The figures arrive, however, at one of the most turbulent moments in the club’s recent history. The announcement comes just before an agm on May 25 widely expected to be contentious, following a special general meeting that was abandoned amid significant member unrest. A group of club legends have submitted a formal vote of no confidence in the board, among them former player and TV commentator David Lloyd, who has revealed his application to join the board was rejected by letter through the club’s HR department.
Retiring chief executive Daniel Gidney has further stoked tensions by reportedly dismissing Lloyd and his fellow dissenters as “old entitled white men”.

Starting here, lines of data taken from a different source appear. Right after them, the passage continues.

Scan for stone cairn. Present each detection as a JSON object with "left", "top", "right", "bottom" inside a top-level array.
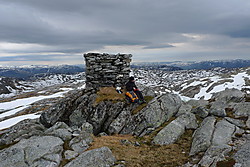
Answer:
[{"left": 84, "top": 53, "right": 132, "bottom": 88}]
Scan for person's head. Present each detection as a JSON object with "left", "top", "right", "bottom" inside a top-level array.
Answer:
[{"left": 129, "top": 76, "right": 135, "bottom": 82}]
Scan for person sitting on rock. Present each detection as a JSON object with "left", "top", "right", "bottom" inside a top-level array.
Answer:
[{"left": 126, "top": 76, "right": 145, "bottom": 103}]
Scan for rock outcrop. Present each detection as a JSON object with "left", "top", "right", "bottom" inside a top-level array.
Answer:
[
  {"left": 0, "top": 85, "right": 250, "bottom": 167},
  {"left": 65, "top": 147, "right": 116, "bottom": 167},
  {"left": 84, "top": 53, "right": 132, "bottom": 88}
]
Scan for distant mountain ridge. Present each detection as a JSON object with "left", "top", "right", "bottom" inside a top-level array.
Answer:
[
  {"left": 0, "top": 65, "right": 84, "bottom": 80},
  {"left": 133, "top": 59, "right": 250, "bottom": 71}
]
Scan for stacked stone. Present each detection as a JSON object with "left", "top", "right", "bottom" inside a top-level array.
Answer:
[{"left": 84, "top": 53, "right": 132, "bottom": 88}]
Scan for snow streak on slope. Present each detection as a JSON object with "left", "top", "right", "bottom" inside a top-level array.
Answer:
[
  {"left": 0, "top": 88, "right": 72, "bottom": 130},
  {"left": 134, "top": 68, "right": 250, "bottom": 101},
  {"left": 0, "top": 72, "right": 85, "bottom": 98},
  {"left": 194, "top": 72, "right": 250, "bottom": 100}
]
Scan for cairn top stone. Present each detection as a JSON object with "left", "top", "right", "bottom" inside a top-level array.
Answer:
[{"left": 84, "top": 53, "right": 132, "bottom": 88}]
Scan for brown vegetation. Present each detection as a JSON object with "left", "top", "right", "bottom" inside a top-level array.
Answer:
[{"left": 95, "top": 87, "right": 125, "bottom": 104}]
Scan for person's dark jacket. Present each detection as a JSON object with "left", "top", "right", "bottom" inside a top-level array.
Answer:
[{"left": 126, "top": 81, "right": 137, "bottom": 91}]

Against that backdrop, the headline financial figure centres on the Manchester Originals transaction, under which RPSG Group acquired a 70-per-cent majority share in the Hundred franchise. Lancashire retains a 30 per cent stake via the new team Manchester Super Giants. The resulting £29.2m in dividend income has been used to cut the club’s debt by 40 per cent to just over £18m, with assets less current liabilities now standing at £73.2m.
Conference, events and hotel operations at Emirates Old Trafford contributed £12.4m in revenue, while commercial partnership income reached a record £3m-plus per year through deals with brands including Emirates, Hilton and Heineken.
Gidney said the transaction represented “a landmark moment” that had put the club in a position where everything it generates “is reinvested back into cricket”.
On the pitch, 2025 brought some high notes, with Lancashire Women completing a domestic double – winning both the Vitality Women’s T20 County Cup and the Metro Bank One-Day Cup – and Emirates Old Trafford recording its highest-ever non-Ashes attendances.